Il ouvrit la porte du module, faisant pénétrer une grande bouffée d'air humide. Il disparut aussitôt dans l'obscurité. Un instant, sa silhouette se dessina à la lueur d'un éclair puis fut absorbée par la nuit.
Marc songea aux amis qu'il avait connus quelques jours et qu'il ne reverrait jamais. C'était le côté pénible de son travail de devoir quitter brusquement des êtres qui lui avaient donné leur amitié et parfois plus...
L'ouverture de la porte le surprit en pleine rêverie. Ray s'installa aux commandes, ruisselant de pluie.
-Il est heureux que mon écran protecteur fonctionne, sinon j'étais bon pour attraper un sérieux coup de rouille, ironisa-t-il.
Tout en mettant le moteur du module en marche, il ajouta :
-J'ai percé un trou dans le tronc des six arbres et déposé une grenade dans chaque. Elles exploseront dans quatre minutes. Ainsi une bonne partie du champ sera dégagée.
-Je regrette de ne pouvoir faire plus pour ces malheureux. Espérons que le vieux Kulsa y verra un signe du ciel et ne laissera plus les branches étouffer les cultures.
-Cela ne donnera pas pour autant aux habitants l'envie de travailler, ricana Ray. Après toutes ces générations de paresseux, il faudrait un miracle pour leur redonner le goût de l'effort.

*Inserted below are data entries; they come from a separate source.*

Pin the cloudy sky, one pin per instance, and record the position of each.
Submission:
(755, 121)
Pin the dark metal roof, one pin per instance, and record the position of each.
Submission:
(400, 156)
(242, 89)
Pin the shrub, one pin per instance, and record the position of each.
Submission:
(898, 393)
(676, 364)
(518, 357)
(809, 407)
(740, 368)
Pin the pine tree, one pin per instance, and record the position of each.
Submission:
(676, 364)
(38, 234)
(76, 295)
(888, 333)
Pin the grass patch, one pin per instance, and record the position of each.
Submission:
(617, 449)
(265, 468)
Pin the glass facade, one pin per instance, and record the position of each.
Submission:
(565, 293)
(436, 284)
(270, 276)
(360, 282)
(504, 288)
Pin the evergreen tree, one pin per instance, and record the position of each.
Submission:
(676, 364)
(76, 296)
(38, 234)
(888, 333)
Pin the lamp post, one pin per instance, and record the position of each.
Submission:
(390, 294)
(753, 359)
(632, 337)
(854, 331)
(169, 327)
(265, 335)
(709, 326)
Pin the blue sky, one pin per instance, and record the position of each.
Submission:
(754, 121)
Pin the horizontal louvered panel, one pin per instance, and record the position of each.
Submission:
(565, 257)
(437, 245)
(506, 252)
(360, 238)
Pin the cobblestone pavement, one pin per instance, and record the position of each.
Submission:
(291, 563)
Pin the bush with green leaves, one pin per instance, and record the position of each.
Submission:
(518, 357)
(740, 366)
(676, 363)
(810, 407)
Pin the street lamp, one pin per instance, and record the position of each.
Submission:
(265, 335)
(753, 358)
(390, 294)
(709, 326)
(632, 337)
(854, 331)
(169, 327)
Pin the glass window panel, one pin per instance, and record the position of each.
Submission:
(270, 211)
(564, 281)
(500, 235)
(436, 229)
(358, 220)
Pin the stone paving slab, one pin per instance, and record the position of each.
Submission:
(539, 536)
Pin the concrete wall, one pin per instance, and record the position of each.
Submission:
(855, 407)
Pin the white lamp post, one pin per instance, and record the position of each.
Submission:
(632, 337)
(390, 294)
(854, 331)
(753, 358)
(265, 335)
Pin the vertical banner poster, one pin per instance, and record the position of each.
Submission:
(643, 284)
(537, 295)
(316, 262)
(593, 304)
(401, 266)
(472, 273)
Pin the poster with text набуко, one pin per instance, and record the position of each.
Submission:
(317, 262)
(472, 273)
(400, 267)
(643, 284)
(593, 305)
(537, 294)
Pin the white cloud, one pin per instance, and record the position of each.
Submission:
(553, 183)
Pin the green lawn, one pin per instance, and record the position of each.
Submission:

-S'ils retrouvent l'instinct de lutter pour leur survie, ils auront sans aucun doute une nouvelle chance de se développer.
-Nous ne le saurons que dans un demi-siècle ! Il est peu probable que le service ordonne une nouvelle enquête avant la fin du délai normal. Boucle ta ceinture magnétique, nous regagnons le Mercure.